- The Washington Times - Friday, June 14, 2002

Leave it to the Europeans to find fault with a U.S. proposal to give money away to the Third World. Today and tomorrow, at a meeting of the Group of Seven countries in Halifax, Canada, Treasury Secretary Paul O'Neill will be advocating a trailblazing proposal to use some multi-lateral aid dollars for grants, rather than loans, to poor countries. This plan, which the White House first floated last year in Genoa, makes abundant sense. For some countries, paying back aid loans with their attendant interest has been painful in the extreme. Rather than crying for highly indebted countries like Argentina to pay off their debt, the White House wants to prevent debt burdens from getting out of control.

In anticipation of the G7 meeting of finance ministers, U.S. and European officials have reportedly met behind the scenes to negotiate a compromise on approaches to aid. Originally, the White House had suggested that 40 percent of the aid disbursed by the International Development Association, an arm of the World Bank, be in the form of grants. The proposal would allow policymakers to measure the effectiveness of the grants without overhauling lending policies overnight. But since the overall foreign aid-dollar figures would naturally be lower for grants than for loans, Europeans have been highly skeptical.
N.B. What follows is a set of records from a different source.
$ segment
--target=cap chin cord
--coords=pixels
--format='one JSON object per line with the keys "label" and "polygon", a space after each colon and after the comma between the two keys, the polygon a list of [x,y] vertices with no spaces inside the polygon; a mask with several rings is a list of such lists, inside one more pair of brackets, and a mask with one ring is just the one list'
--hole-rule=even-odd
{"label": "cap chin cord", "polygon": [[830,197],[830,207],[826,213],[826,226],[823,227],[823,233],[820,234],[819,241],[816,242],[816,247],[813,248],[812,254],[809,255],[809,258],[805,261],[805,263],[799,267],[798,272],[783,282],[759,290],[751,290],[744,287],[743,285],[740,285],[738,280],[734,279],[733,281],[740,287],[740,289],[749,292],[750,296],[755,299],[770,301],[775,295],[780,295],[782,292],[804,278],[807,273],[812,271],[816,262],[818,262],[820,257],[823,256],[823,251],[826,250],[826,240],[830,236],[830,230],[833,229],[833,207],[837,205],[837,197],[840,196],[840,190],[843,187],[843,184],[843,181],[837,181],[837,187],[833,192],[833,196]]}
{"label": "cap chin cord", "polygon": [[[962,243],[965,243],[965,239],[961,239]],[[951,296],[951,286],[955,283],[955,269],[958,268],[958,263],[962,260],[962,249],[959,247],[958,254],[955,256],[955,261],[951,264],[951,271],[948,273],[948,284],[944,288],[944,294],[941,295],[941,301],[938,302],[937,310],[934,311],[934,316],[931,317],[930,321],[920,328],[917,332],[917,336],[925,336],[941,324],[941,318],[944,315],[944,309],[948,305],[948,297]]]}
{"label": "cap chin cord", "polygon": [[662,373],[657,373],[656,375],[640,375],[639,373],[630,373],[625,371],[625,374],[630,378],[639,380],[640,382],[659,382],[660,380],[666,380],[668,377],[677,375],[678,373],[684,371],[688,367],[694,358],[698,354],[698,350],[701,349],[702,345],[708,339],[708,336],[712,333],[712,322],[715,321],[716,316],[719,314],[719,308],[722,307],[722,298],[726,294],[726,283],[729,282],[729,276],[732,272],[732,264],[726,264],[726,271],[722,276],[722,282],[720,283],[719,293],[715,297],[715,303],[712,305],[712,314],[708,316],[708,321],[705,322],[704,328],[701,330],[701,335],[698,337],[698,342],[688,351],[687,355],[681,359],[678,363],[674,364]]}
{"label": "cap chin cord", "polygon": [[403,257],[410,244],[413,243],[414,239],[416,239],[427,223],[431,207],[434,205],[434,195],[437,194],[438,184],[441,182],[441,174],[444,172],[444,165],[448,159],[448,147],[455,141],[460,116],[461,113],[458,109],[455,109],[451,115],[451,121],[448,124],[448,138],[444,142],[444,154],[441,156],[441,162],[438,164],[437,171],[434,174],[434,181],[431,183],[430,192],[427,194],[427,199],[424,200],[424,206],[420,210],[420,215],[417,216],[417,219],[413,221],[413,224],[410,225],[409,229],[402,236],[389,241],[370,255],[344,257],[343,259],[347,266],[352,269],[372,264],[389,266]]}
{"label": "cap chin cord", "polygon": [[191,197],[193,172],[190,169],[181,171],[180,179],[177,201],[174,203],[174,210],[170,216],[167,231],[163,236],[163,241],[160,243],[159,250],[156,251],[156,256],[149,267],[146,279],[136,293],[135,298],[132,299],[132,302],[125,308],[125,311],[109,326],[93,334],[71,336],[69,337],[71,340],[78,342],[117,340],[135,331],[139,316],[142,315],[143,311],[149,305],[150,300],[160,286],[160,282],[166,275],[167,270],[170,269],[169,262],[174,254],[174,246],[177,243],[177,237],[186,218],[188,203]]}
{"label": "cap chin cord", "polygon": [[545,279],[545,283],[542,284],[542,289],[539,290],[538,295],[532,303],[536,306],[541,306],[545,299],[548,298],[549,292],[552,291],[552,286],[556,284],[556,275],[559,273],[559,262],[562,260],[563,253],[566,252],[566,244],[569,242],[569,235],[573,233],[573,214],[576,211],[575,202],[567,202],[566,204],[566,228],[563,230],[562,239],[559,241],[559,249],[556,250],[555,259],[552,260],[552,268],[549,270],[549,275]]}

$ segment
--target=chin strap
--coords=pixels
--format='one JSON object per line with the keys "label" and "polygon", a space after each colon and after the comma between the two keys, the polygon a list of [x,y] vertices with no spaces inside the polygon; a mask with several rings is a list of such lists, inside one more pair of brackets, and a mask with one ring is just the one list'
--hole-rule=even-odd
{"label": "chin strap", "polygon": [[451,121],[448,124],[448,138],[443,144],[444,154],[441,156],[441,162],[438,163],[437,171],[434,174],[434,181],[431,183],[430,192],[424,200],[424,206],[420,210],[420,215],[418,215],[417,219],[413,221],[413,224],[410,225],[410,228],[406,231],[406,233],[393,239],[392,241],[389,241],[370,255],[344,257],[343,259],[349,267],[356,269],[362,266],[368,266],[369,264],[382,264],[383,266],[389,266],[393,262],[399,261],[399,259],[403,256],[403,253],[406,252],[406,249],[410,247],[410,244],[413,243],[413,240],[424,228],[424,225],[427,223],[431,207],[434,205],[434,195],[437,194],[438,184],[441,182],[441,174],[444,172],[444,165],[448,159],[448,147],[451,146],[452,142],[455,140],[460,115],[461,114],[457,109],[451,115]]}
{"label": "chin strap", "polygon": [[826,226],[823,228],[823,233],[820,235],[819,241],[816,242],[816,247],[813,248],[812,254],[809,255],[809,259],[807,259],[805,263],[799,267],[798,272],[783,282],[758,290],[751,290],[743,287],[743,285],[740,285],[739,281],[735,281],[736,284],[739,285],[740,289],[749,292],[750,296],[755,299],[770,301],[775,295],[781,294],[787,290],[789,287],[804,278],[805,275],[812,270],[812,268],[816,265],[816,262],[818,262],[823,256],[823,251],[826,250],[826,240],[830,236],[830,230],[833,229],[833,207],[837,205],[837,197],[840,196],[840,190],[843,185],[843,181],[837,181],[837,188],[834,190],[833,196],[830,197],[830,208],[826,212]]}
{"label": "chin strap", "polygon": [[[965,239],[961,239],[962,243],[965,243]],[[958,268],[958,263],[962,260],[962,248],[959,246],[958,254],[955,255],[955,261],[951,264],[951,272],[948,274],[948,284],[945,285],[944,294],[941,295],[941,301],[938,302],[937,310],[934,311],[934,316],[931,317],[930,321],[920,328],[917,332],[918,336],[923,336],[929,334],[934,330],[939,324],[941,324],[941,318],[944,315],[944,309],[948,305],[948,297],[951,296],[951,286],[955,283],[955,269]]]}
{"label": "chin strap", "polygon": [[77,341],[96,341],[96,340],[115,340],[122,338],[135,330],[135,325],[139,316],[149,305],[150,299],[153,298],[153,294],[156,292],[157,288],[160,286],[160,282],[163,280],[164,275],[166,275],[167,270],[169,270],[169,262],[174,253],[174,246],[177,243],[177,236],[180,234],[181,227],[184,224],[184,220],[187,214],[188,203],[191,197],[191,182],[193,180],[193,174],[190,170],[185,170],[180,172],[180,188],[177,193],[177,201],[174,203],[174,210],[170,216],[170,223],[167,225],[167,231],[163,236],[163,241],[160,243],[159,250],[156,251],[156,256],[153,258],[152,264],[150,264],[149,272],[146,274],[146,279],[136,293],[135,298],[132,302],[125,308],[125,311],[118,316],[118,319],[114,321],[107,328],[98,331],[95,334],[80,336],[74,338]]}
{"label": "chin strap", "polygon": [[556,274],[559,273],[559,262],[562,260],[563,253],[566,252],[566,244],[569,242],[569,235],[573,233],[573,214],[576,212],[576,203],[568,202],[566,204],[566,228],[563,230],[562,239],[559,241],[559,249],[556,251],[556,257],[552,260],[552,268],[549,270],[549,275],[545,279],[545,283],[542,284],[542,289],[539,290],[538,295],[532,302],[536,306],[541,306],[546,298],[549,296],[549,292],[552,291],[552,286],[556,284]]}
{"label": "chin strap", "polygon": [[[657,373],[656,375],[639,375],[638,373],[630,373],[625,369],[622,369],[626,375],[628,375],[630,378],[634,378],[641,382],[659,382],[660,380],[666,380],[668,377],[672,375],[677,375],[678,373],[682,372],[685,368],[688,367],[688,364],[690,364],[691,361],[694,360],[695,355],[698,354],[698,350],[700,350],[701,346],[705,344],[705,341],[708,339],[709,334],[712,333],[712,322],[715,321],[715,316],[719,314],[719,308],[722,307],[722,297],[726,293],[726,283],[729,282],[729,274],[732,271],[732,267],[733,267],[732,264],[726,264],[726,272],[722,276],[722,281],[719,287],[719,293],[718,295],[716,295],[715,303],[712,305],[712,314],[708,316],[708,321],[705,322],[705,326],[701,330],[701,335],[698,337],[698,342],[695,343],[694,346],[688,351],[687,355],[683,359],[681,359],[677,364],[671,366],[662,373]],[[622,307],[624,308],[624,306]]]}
Still, European officials appear to accept that grants can be used for some aid programs, such as assistance in combating HIV-AIDS in which case the world's poorest countries will get about 18 to 20 percent of their aid money in the form of grants, according to the Financial Times. The White House, meanwhile, is poised to accept this compromise. "It looks like we're on the verge of an agreement," said John Taylor, treasury international undersecretary.

The British government has taken a lead in opposing the increased use of grants in multilateral funding. British policymakers seem to have forgotten how onerous debt burdens have been for the developing world. Poor countries often spend more on servicing foreign debt than they do on health care or education, even when they have had debt forgiven in the past. The congressionally chartered Meltzer Commission, which made recommendations for foreign lending in March 2000, articulated the virtues of grant-giving succinctly: "Without loans, there is no debt and no future debt problem." The commission said these grants should be audited to ensure proper use.

The United States and Europe certainly have a stake in the development of poor countries. For this very reason, the G7 industrialized nations should craft effective aid policy that won't mire Third World countries in escalating debt. The White House has pioneered a bold policy of foreign aid reform, and Europe would be wise to follow.